Llena de grandes frases lapidarias y provocadoras (“Odiaba París, esa ciudad infestada de burgueses eco responsables. Tal vez yo también era un burgués, pero no eco responsable, circulaba en un 4×4 Diesel; quizás no haya hecho gran cosa a derechas en mi vida, pero al menos habré contribuido a destruir el planeta.”), de logros descriptivos y costumbristas de gran calado, no puedo dejar de señalar que, como en todas sus novelas, incluso en las mejores que para mí son “Las partículas elementales” y “Sumisión”, los episodios sexuales son patéticos y ramplones, tanto desde el punto de vista literario como erótico, pero es un peaje que hay que pagar si se quiere seguir esa huida a ninguna parte que emprende el narrador, Florent-Claude en pos de una felicidad que, como toda felicidad, no es más que añoranza de algo que no se supo saborear en su momento. Drogado hasta las cejas con una sustancia tóxica, el captorix que toma para superar su depresión y su frustración moral, sexual y profesional, le sube la serotonina y otras hormonas francamente perniciosas para la supervivencia, al tiempo que le anula su función eréctil. Houellebecq, en busca de su pasado sentimental, nos pasea, como en otras novelas, por la periferia de las ciudades, los centros comerciales, las marcas multinacionales, la gastronomía, el turismo rural, de una Francia en franca decadencia, poblada de fantasmas de su pasada grandeza.
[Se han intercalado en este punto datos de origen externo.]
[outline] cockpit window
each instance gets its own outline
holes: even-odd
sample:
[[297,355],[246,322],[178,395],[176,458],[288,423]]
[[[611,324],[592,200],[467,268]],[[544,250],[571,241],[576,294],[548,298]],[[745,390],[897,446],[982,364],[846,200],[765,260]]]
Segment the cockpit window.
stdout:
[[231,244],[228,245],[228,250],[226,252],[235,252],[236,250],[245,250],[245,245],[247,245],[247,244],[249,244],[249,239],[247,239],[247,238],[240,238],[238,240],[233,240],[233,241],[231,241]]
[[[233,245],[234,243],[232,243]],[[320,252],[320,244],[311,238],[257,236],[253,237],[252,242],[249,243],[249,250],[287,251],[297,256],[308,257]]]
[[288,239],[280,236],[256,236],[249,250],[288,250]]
Alma perdida, Florent-Claude, vaga por las tinieblas exteriores de una civilización abocada a la ruina de sus principios más elementales -el episodio del condiscípulo noble, empeñado en resucitar los tiempos y los procedimientos agrícolas del pasado, que acaba en masacre, es, como ocurrió con Sumisión, otro fulgor premonitorio de Houellebcq, esta vez no de la islamización de Francia sino del malestar social de los “chalecos amarillos”). Rod Dreher, autor del libro “La opción benedictina”, en una reciente entrevista, para poner un ejemplo de la incapacidad de nuestro mundo para ofrecer significados, califica a Houellebecq de profeta, “un profeta de la civilización después de Dios”. Y yo me pregunto ¿en qué abadía, en qué convento o ermita tendrá que acabar pidiendo asilo este admirador de Huysmans, esta encarnación posmoderna y destructora del eterno spleen contenido en la mejor literatura francesa, para seguir soportando la irrealidad inmediata?